Daniel Anderson's poems have appeared in Poetry, The New Republic, Raritan, The Southern Review, and other magazines. In 1997, he was winner of the Nicholas Roerich Poetry Prize for his collection January Rain, published by Story Line Press.

Larry Powell earned his Ph.D. at the University of Florida and currently is an associate professor of communication studies at the University of Alabama at Birmingham. His research interests include political communication and baseball. He is the author of Bottom of the Ninth: An Oral History on the Life of Harry "The Hat" Walker, published by Writer's Showcase Press in 2000.

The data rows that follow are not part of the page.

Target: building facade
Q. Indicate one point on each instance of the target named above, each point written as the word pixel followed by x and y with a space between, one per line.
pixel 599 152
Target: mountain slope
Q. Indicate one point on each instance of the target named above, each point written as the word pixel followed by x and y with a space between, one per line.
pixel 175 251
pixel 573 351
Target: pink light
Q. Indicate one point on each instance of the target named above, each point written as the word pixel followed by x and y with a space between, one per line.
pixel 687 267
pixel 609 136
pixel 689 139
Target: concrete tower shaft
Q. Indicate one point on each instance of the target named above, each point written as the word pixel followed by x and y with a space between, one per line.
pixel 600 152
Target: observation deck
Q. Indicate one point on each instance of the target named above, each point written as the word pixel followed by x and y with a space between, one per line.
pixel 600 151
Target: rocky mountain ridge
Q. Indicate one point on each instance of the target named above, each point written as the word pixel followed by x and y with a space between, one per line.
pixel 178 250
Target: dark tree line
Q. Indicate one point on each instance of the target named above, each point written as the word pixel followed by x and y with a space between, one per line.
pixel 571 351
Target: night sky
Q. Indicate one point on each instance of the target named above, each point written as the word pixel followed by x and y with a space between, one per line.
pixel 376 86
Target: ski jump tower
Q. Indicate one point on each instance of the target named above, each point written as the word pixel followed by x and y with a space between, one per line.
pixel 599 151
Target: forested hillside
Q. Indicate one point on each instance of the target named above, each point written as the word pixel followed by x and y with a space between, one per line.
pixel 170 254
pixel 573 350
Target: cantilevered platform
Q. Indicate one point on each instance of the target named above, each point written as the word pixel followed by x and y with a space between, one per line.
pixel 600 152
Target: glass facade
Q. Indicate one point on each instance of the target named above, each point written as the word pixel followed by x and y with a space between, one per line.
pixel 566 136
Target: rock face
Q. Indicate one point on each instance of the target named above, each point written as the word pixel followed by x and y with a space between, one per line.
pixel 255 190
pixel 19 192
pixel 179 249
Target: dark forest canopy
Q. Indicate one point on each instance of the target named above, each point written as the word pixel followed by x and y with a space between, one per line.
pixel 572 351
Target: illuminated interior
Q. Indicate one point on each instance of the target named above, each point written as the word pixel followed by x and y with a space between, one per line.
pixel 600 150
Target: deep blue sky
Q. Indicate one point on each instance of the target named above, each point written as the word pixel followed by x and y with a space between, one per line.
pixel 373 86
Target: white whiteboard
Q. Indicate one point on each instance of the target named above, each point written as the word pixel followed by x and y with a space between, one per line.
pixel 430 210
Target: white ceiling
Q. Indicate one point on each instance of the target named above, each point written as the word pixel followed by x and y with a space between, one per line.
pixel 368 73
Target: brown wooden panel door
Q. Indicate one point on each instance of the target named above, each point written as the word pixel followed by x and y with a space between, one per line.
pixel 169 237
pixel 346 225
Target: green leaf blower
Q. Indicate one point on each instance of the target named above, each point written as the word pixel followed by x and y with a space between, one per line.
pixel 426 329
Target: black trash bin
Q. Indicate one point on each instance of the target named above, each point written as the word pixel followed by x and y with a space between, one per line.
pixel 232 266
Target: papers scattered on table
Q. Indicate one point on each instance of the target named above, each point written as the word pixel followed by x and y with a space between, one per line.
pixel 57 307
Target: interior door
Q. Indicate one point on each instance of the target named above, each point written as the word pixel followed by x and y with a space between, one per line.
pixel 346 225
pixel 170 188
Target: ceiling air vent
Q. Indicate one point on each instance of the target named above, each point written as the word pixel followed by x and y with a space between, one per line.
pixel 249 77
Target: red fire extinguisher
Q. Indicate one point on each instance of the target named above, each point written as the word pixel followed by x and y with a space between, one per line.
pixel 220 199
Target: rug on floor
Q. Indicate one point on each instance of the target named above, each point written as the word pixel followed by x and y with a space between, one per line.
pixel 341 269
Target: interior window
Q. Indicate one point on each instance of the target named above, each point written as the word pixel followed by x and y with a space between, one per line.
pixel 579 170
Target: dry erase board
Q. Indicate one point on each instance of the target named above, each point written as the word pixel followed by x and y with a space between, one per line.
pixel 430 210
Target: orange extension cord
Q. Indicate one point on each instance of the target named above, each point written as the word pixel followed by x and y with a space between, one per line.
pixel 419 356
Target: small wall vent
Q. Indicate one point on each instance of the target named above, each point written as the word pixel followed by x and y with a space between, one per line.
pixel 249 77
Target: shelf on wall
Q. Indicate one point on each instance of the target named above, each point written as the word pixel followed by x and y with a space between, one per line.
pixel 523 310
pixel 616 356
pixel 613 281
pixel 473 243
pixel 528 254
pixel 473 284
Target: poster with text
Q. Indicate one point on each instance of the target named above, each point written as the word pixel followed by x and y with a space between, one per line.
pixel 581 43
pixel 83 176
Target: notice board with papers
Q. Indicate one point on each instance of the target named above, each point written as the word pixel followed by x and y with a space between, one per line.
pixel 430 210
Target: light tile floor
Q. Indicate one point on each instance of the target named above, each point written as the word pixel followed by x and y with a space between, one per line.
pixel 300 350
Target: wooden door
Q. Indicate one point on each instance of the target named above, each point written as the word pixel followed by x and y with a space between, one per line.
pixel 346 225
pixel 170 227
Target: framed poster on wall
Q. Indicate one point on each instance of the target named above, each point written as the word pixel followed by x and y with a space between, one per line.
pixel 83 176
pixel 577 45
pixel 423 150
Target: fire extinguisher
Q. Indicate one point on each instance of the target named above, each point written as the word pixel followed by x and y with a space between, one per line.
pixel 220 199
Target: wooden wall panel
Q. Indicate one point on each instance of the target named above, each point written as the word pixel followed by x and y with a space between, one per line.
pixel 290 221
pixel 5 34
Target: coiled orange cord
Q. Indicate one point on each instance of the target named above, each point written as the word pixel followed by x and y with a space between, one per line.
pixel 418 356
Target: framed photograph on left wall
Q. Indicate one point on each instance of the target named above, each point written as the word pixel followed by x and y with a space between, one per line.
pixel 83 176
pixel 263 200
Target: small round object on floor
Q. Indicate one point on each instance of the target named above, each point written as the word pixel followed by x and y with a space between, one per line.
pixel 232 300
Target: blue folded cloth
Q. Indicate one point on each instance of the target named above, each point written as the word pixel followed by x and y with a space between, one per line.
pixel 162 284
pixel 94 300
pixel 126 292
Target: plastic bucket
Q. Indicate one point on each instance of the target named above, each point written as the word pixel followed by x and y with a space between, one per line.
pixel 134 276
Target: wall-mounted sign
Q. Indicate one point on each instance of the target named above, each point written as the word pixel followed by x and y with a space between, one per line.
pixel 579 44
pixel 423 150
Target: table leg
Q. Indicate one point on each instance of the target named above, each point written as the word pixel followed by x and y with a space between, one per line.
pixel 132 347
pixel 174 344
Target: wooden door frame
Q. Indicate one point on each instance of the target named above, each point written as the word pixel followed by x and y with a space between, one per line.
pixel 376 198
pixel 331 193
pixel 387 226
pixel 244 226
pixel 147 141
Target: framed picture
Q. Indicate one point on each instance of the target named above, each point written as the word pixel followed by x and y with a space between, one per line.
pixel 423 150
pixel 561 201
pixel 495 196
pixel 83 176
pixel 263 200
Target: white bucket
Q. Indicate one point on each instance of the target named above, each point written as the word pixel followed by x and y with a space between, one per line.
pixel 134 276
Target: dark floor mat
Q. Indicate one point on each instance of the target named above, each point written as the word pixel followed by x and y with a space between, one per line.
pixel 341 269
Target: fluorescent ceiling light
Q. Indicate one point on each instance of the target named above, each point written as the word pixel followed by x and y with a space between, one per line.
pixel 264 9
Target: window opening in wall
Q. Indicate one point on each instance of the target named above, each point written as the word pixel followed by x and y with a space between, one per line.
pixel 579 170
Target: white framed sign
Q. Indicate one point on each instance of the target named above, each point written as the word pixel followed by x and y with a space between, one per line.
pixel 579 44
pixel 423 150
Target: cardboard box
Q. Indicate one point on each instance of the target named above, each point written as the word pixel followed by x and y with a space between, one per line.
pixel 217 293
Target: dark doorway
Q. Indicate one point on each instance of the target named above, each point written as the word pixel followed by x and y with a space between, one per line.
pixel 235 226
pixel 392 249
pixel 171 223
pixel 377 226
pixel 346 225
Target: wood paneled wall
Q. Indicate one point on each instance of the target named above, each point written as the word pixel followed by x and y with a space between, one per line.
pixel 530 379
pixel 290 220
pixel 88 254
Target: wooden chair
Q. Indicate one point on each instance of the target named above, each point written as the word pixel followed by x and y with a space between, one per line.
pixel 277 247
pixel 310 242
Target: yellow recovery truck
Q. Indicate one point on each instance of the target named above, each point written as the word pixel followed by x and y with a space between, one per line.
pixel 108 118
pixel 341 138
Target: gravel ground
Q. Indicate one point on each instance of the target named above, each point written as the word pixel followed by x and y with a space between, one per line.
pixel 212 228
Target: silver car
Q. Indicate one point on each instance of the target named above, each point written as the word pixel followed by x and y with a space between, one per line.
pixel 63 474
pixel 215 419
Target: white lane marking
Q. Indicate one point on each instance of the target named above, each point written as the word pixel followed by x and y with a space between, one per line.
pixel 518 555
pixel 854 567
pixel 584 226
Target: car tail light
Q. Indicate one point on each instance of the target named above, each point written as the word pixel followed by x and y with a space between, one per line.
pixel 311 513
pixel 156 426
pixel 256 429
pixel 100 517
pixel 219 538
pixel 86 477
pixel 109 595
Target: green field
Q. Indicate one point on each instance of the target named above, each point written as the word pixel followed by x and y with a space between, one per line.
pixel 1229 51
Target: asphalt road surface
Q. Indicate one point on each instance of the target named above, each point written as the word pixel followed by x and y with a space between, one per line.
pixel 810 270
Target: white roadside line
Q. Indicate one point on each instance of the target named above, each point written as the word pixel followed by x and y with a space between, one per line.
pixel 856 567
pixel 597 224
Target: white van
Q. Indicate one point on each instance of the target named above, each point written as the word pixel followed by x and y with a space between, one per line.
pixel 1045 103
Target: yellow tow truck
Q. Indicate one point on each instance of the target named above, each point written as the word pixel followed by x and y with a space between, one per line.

John Shelton Reed, who recently retired from university life, was the William Rand Kenan Jr. Professor of Sociology and the director of the Odum Institute for Research in Social Science at the University of North Carolina at Chapel Hill. Among his recent books is 1001 Things Everyone Should Know About the South, written with his wife, Dale Volberg Reed. He is coeditor of Southern Cultures.

Jerry Rodnitzky was educated at the Universities of Chicago and Illinois and currently is professor of history at the University of Texas at Arlington. He is the author of Minstrels of the Dawn: The Folk-Protest Singer as a Cultural Hero and Feminist Phoenix: The Rise and Fall of a Feminist Counterculture and coauthor of Jazz-Age Boomtown.

Thomas A. Tweed is Zachary Smith Distinguished Professor of Religious Studies and Associate Dean of the College of Arts and Science, at the University of North Carolina at Chapel Hill. He is the author or editor of five books, including Our Lady of the Exile: Diasporic Religion at a Cuban Catholic Shrine in Miami, which won the American Academy of Religion's 1998 Award for Excellence.

Harry L. Watson is professor of history at the University of North Carolina at Chapel Hill and director of UNC's Center for the Study of the American South. His publications include Liberty and Power: The Politics of Jacksonian America, published by Hill & Wang in 1990. He also is coeditor of Southern Cultures.

Trent Watts received a Ph.D. in U.S. history from the University of Chicago and currently teaches history at James Madison University. A native Mississippian, he wrote the foreword to the University of Georgia Press's 1996 reissue of John Faulkner's novel of depression-era Mississippi, Men Working. His grandparents took him to the Neshoba County Fair for the first time when he was five years old.

Stephen J. Whitfield holds the Max Richter Chair in American Civilization at Brandeis University, where he has taught since 1972. He also has served as a visiting professor at the Hebrew University of Jerusalem, the Catholic University of Leuven and Louvain-la-Neuve in Belgium, and the Sorbonne. His publications include A Death in the Delta: The Story of Emmett Till and In Search of American Jewish Culture.